Das zweite Mal sehe ich sie unter einer Herde von rastenden Wanderern an einer Trinkwasserstelle in Chabennes. Dort will sie auf Teufel komm raus wissen, wie weit es noch nach Aumont ist. Als sie diese nicht zur Zufriedenheit erhält, packt sie wütend ihren Rucksack und rennt los. Ob schon mit Stock oder ohne Stock, weiß ich nicht.

Rennen ist hier nicht ganz übertrieben. Denn sie marschiert wahrlich strammen Schrittes in ihrem auf der Via Podiensis einmaligen Kampfrock, so lange es eben ist. Geht es dagegen aufwärts, bleibt sie fast stehen wie überladene Lastwagen, die die Geislinger Steige oder den Aichelberg nur im Kriechgang auf der Standspur hochkommen.

So weitet und verkürzt sich der Abstand bis Les Estrets.

Eigentlich will ich dort aufhören. Aber im Gite d’Etape mobile unter dem örtlichen Friedhof gibt es jetzt Apfelschorle, eine Banane, und zwei Nektarinen, die in mir noch einmal den Tiger im Tank wecken. Nachdem die zwanzig Kilometer noch nicht voll sind, beschließe ich nach einer Stunde bis Aumont weiterzugehen.

Ich biege um eine Straßenecke. Dort an der Bar verbringt der Haufen Mitwanderer offensichtlich seine Mittagspause. Saundrine ist gerade im Aufbruch begriffen. Jetzt mit Stock! Schnell ist sie in ihrem Ebene-Trott und legt ein paar Meter zwischen uns.

Doch schon naht das Übel in Form eines saftigen Anstiegs. Schnell komme ich näher, und muss mitansehen wie sich ihr linker Wadenmuskel verformt wie Blech beim Biegen zu einer Dachrinne. Nocheinmal belastet sie den Fuß und zuckt mit Schmerz verzerrten Gesicht in sich zusammen. Aus den Erfahrungen meiner abgebrochen Fußballerkarriere weiß ich, da geht jetzt nicht mehr viel.

Wir stehen eine Weile. Dann bricht die anerzogene Prägung zur Kameradenhilfe aus meiner ehemaligen Soldatenzeit hervor. Da ist es eine Selbstverständlichkeit in einer solchen Situation auf Märschen das Gepäck des anderen zu übernehmen. Ich halte mich für fit genug, und biete ihr an, unsere Rucksäcke zu tauschen.
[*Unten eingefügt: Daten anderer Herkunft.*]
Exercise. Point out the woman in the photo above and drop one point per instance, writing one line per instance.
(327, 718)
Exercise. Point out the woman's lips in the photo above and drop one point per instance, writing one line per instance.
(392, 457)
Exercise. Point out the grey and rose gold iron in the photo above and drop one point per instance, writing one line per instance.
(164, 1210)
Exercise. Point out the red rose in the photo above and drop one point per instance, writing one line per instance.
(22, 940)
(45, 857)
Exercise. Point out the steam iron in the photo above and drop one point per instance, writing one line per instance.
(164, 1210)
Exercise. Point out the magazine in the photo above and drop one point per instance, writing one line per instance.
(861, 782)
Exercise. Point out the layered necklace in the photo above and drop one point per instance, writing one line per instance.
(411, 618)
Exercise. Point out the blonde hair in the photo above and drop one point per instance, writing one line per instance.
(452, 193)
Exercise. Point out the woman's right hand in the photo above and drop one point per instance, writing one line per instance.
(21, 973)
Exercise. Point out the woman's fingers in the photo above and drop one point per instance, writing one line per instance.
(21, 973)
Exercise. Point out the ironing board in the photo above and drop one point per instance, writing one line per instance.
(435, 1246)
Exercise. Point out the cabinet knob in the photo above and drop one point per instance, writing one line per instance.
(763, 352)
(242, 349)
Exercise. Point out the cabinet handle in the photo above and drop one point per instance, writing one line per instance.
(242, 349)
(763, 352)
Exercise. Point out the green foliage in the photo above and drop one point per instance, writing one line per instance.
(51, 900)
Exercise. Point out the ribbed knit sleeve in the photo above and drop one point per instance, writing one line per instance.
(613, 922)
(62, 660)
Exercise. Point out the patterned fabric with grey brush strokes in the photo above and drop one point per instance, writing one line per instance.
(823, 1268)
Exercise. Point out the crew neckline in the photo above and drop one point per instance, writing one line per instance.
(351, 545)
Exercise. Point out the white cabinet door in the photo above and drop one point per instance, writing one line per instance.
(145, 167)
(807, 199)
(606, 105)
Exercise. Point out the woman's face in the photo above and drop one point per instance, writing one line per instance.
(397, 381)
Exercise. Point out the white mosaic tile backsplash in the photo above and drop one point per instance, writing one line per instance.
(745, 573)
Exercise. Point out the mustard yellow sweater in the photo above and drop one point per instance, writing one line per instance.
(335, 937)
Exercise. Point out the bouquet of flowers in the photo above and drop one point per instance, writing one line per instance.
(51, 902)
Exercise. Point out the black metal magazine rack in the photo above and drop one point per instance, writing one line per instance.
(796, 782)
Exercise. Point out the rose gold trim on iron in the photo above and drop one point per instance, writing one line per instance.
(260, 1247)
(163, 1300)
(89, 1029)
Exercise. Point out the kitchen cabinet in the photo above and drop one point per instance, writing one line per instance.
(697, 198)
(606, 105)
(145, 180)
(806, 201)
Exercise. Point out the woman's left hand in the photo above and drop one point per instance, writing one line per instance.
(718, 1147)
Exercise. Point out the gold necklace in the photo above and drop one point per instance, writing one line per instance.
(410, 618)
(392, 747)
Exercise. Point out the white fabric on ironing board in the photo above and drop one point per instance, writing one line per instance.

Das hat sie nicht erwartet. Zum ersten Mal sehe ich ein Lächeln, auf ihrem sonst eher versteinert wirkenden Gesicht. In meinem Rucksack ist nur eine Flasche Wasser. Als sie dessen relative Leichtigkeit spürt, kehrt sichtbar die Hoffnung zurück, es zu schaffen. Ihr Rucksack liegt gut auf meinen Schultern, sein Gewicht ist dann fast Nebensache.

Unterwegs überholen wir ein Pärchen mit einem offensichtlichen Alterunterschied. Der ältere Mann kriecht mehr als er geht, während die jüngere Frau in etwas größerer Entfernung geduldig wartet. Ich sage: „Mann mit junger Frau!“ Sie sagt: „Alter Mann mit Tochter!“ Ich sage nicht, dass der alte Mann vielleicht jünger ist als ich.
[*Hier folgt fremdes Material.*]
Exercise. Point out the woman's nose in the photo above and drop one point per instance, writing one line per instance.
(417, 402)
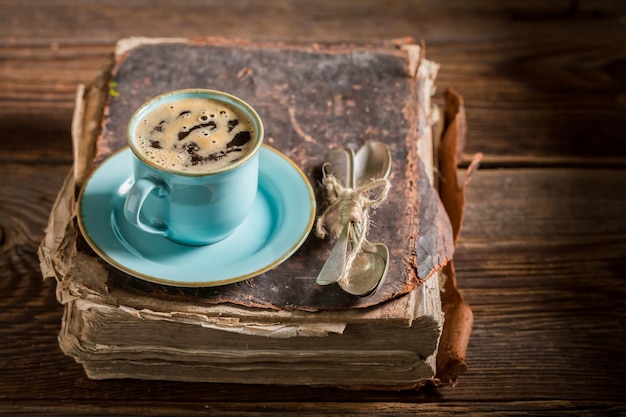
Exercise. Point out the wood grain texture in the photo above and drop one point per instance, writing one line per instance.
(541, 257)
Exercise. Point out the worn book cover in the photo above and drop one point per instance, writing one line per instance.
(311, 98)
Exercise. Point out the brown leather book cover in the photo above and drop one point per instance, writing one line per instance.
(311, 98)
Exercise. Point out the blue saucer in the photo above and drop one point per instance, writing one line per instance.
(278, 224)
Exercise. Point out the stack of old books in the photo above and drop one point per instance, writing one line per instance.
(279, 327)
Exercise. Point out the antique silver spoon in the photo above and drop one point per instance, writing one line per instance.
(340, 164)
(372, 161)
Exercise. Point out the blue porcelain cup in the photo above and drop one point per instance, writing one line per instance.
(195, 165)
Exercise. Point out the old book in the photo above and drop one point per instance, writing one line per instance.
(279, 327)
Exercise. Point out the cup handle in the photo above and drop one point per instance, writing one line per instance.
(134, 202)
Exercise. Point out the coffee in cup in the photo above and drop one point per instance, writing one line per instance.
(195, 134)
(195, 165)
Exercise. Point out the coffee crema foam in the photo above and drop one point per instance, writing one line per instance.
(194, 135)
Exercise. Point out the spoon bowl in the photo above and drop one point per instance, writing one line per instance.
(368, 270)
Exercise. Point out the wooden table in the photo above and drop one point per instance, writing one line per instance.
(542, 256)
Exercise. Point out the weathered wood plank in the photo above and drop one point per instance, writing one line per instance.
(349, 409)
(549, 306)
(526, 97)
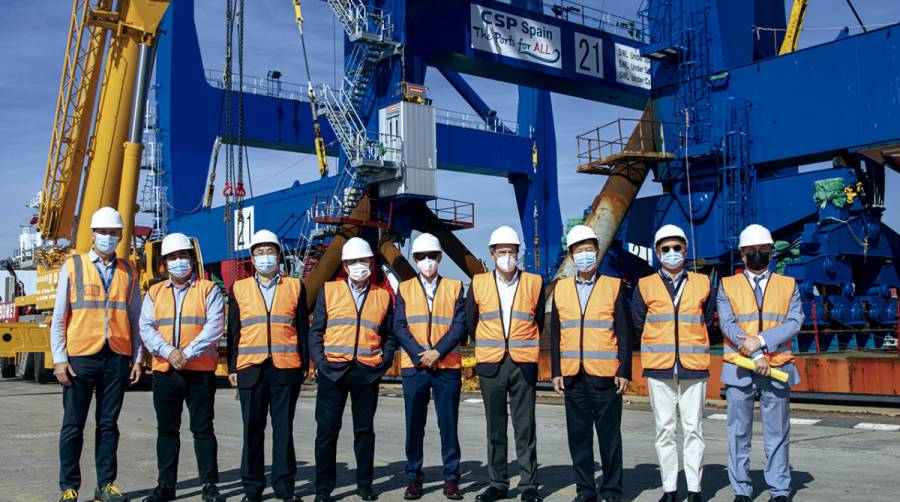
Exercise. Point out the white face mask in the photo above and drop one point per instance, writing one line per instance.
(585, 261)
(507, 263)
(427, 267)
(359, 271)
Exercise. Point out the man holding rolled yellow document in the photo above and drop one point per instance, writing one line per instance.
(759, 314)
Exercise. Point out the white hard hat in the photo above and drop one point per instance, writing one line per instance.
(356, 248)
(668, 232)
(504, 235)
(579, 233)
(425, 243)
(176, 242)
(106, 217)
(755, 235)
(264, 237)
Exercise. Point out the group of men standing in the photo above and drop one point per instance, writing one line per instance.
(355, 331)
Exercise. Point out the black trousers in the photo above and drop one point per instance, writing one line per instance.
(331, 397)
(593, 403)
(279, 400)
(106, 374)
(510, 381)
(170, 391)
(418, 388)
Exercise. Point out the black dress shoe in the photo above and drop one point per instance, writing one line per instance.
(366, 493)
(211, 494)
(413, 491)
(531, 495)
(451, 490)
(491, 494)
(161, 494)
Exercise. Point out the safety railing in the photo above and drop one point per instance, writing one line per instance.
(261, 86)
(591, 17)
(454, 213)
(471, 121)
(624, 138)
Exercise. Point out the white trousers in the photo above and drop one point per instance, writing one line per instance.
(669, 398)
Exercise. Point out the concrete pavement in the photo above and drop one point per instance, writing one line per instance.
(831, 460)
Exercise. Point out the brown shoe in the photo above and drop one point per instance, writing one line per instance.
(413, 491)
(451, 490)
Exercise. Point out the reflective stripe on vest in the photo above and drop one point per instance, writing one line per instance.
(776, 302)
(271, 333)
(664, 329)
(587, 339)
(523, 343)
(95, 312)
(190, 322)
(428, 327)
(350, 334)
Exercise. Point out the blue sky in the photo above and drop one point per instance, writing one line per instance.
(32, 41)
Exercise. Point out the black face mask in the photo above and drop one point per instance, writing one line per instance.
(758, 260)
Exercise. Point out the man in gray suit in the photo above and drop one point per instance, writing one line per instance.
(760, 314)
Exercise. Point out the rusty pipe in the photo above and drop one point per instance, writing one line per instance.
(615, 198)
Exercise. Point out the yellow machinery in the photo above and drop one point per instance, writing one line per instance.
(99, 109)
(795, 24)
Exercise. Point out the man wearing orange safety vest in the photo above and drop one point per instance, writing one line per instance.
(429, 322)
(182, 319)
(352, 346)
(759, 314)
(672, 310)
(590, 348)
(268, 328)
(96, 347)
(505, 313)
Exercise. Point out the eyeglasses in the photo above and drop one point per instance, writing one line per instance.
(677, 248)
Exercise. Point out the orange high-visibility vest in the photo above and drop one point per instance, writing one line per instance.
(523, 342)
(429, 326)
(190, 322)
(352, 335)
(776, 302)
(587, 339)
(666, 329)
(268, 333)
(92, 308)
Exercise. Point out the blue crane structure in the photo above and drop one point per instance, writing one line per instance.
(729, 123)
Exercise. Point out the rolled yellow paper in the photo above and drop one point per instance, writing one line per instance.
(746, 362)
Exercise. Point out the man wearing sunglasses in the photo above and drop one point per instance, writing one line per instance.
(429, 322)
(505, 312)
(760, 314)
(672, 310)
(590, 353)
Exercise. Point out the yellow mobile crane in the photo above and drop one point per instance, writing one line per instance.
(95, 152)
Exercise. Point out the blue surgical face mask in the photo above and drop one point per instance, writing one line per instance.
(585, 260)
(106, 243)
(265, 263)
(672, 259)
(179, 267)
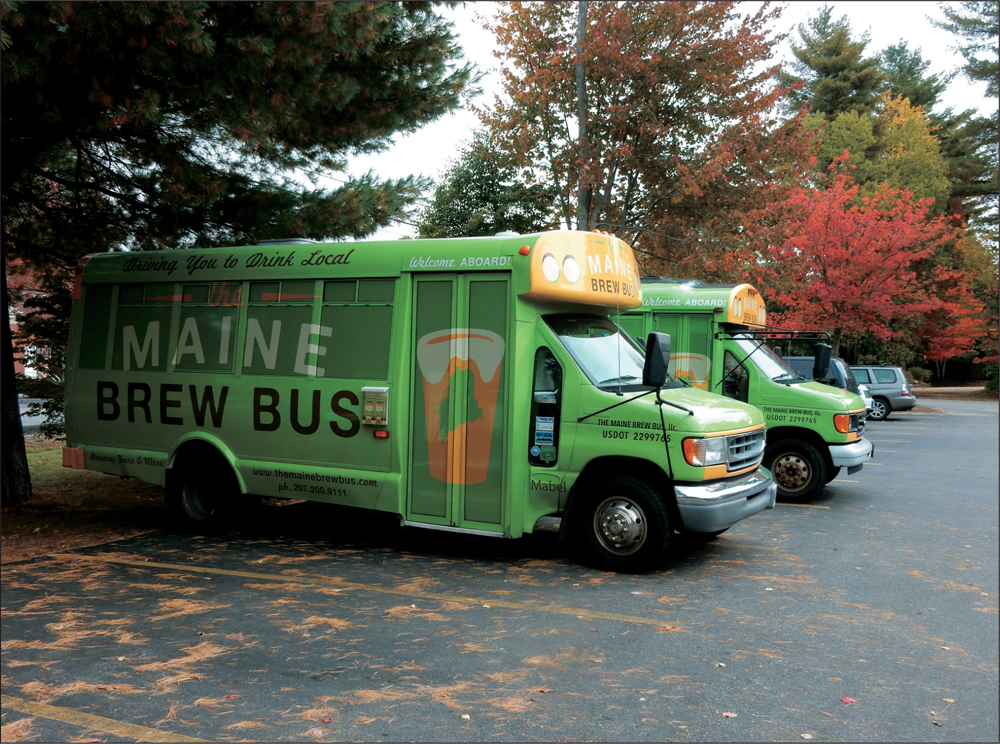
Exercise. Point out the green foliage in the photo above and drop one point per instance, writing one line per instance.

Irgendwann fragt sie mich auch mal nach meinem Namen. Josef assoziiert sie mit Maria (siehe oben), und es bricht es in gebrochenen Englisch sinngemäß heraus: „Am Morgen habe ich zu Maria gebetet, dass ich gut ankomme. Als ich zum bergab gehen eine Stütze brauchte, habe ich den Stock unter einem Strauch gefunden. Als ich am Berg nicht mehr weiter konnte, ist Josef gekommen.“

Es ist mir schon etwas peinlich, Hauptakteur in einem Wunder zu sein. Aber sie scheint schon sehr überzeugt.

Da gefällt mir schon besser, dass sie mich vor dem Abstieg zu einem Bier in Aumont einlädt.

Freilich wird daraus nichts, weil das Gite d’Etape mobile schon am Ortseingang wartet.